La donation passe obligatoirement devant notaire pour un bien immobilier. L’acte fixe la valeur, calcule les droits et publie le transfert au service de la publicité foncière. Les frais de notaire portent sur la seule valeur de la nue-propriété, ce qui allège aussi ce poste. Sur un bien locatif transmis en démembrement, la fiscalité des revenus mérite un examen à part, détaillé dans notre analyse du statut de loueur meublé non professionnel.
Les limites et points de vigilance
Le démembrement immobilise une partie du patrimoine. Le nu-propriétaire ne peut ni vendre seul, ni habiter, ni louer le bien sans l’accord de l’usufruitier, et inversement. Une vente du bien entier suppose l’entente des deux parties, puis un partage du prix selon le barème. Cette contrainte de gestion partagée demande une relation familiale stable et un cadre clair fixé dans l’acte.
L’abattement de 100 000 euros par parent et par enfant se reconstitue tous les 15 ans.

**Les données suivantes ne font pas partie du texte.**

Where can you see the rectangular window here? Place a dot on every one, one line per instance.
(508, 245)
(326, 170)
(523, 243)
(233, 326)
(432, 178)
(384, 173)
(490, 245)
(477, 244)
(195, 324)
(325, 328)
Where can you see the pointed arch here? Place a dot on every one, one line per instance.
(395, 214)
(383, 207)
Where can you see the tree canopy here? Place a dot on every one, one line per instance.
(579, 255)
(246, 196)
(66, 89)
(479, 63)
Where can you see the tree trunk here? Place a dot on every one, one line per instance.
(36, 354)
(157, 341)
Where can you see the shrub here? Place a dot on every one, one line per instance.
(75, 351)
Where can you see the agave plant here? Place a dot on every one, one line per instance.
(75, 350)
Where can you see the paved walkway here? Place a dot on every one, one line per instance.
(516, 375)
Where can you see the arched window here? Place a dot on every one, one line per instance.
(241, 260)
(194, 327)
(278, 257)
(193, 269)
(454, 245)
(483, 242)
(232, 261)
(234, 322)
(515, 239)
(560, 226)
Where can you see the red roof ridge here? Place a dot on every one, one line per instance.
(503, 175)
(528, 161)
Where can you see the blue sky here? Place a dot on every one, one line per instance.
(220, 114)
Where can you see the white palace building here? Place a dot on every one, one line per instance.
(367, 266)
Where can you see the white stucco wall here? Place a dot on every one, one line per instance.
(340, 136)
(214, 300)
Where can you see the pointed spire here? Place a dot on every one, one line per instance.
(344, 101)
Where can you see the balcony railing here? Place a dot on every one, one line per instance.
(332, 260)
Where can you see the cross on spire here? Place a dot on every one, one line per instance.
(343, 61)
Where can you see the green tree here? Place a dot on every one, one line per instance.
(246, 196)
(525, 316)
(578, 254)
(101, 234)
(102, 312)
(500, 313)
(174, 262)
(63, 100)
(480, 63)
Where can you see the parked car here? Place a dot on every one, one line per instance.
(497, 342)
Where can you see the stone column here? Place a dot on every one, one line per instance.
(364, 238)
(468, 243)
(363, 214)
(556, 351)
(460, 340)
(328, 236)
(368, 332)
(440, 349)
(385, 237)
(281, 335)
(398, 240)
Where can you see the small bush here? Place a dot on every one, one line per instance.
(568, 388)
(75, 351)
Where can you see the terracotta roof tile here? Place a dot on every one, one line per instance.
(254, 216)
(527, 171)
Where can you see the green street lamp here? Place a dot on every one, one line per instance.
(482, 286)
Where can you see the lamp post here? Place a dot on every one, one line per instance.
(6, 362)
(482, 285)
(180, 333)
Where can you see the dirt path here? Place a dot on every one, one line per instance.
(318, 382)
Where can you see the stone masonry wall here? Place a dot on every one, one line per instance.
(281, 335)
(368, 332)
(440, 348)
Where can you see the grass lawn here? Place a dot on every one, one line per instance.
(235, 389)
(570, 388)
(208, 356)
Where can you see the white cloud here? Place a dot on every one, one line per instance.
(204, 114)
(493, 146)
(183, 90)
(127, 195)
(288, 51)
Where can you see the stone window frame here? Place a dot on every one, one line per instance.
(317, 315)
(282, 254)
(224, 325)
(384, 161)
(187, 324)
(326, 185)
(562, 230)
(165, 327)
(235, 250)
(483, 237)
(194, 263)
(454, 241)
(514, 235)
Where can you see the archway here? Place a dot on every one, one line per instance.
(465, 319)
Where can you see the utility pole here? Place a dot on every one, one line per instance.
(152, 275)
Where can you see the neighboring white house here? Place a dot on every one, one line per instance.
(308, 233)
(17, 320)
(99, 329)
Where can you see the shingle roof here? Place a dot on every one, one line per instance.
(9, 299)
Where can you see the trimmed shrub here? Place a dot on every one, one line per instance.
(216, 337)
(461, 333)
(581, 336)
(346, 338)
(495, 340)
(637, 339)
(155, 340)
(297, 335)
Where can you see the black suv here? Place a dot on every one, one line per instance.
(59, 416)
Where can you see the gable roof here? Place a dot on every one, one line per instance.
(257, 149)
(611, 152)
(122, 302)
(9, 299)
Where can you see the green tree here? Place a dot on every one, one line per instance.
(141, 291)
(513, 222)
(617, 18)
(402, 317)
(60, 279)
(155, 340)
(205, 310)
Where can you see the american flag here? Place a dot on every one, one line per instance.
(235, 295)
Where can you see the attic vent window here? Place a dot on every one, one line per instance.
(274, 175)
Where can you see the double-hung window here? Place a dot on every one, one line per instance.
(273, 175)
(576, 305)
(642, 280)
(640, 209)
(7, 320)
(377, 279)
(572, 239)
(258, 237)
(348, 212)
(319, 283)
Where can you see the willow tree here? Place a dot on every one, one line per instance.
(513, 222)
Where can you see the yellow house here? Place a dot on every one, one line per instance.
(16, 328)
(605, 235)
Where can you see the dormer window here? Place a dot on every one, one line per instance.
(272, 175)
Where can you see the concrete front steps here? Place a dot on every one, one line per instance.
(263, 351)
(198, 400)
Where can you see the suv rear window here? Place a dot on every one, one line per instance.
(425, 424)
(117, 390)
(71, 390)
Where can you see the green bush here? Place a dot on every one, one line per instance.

Une donation consentie aujourd’hui réduit la franchise disponible pour une transmission ultérieure pendant cette période. Programmer les donations à intervalles réguliers, dès que le donateur est jeune, maximise l’effet cumulé du barème et de l’abattement.
La requalification fiscale guette les montages mal ficelés. Une donation de nue-propriété suivie d’une revente rapide, ou un usufruit reconstitué de façon artificielle, expose à un redressement. Mieux vaut sécuriser l’opération avec un notaire et, sur un patrimoine conséquent, un conseil en gestion de patrimoine. L’objectif reste une transmission lisible, datée et conforme au barème légal.